Tras tomarle la posición a Mir, Espargaró logró también alcanzar a Miller, en cabeza. Y allí se situaron ambos, con Oliveira cuidándoles las espaldas. Su labor de escudero obtuvo la mejor de las recompensas cuando, al llegar a la última vuelta, ni el australiano ni el español quisieron conformarse con el segundo puesto. Aprovechó Miller la excepcional frenada de la curva cuatro para tomarle el interior al de KTM. Y quiso recuperar la posición Pol al llegar a las últimas dos curvas, la nueve y la diez, lo intentó incluso por fuera. Y se abrieron tanto los dos pilotos que Oliveira, el único que dibujó la trazada perfecta en esos últimos metros, se las ingenió para cruzar la meta el primero.

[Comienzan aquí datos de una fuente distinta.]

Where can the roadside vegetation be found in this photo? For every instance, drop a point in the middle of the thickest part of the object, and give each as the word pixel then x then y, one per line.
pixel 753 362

Tras el triunfo de Binder en Brno, este de Oliveira en Spielberg es la confirmación de KTM en un Mundial de MotoGP en el que reina la igualdad máxima en ausencia del rey destronado Márquez, lesionado de larga duración tras un accidente en la primera carrera del año en Jerez. La competencia es magnífica. Por el nivel de los pilotos que empiezan a tomar el relevo y por la mejora de marcas como KTM a o Suzuki, tan fuertes como la Honda con la que últimamente solo brilla Nakagami o la Ducati que entiende como nadie Dovizioso, más fiables incluso que las Yamaha, con problemas de frenos en Spielberg después de hacer creer que el problema que tienen con los motores no les dejará fuera de la pelea por el campeonato.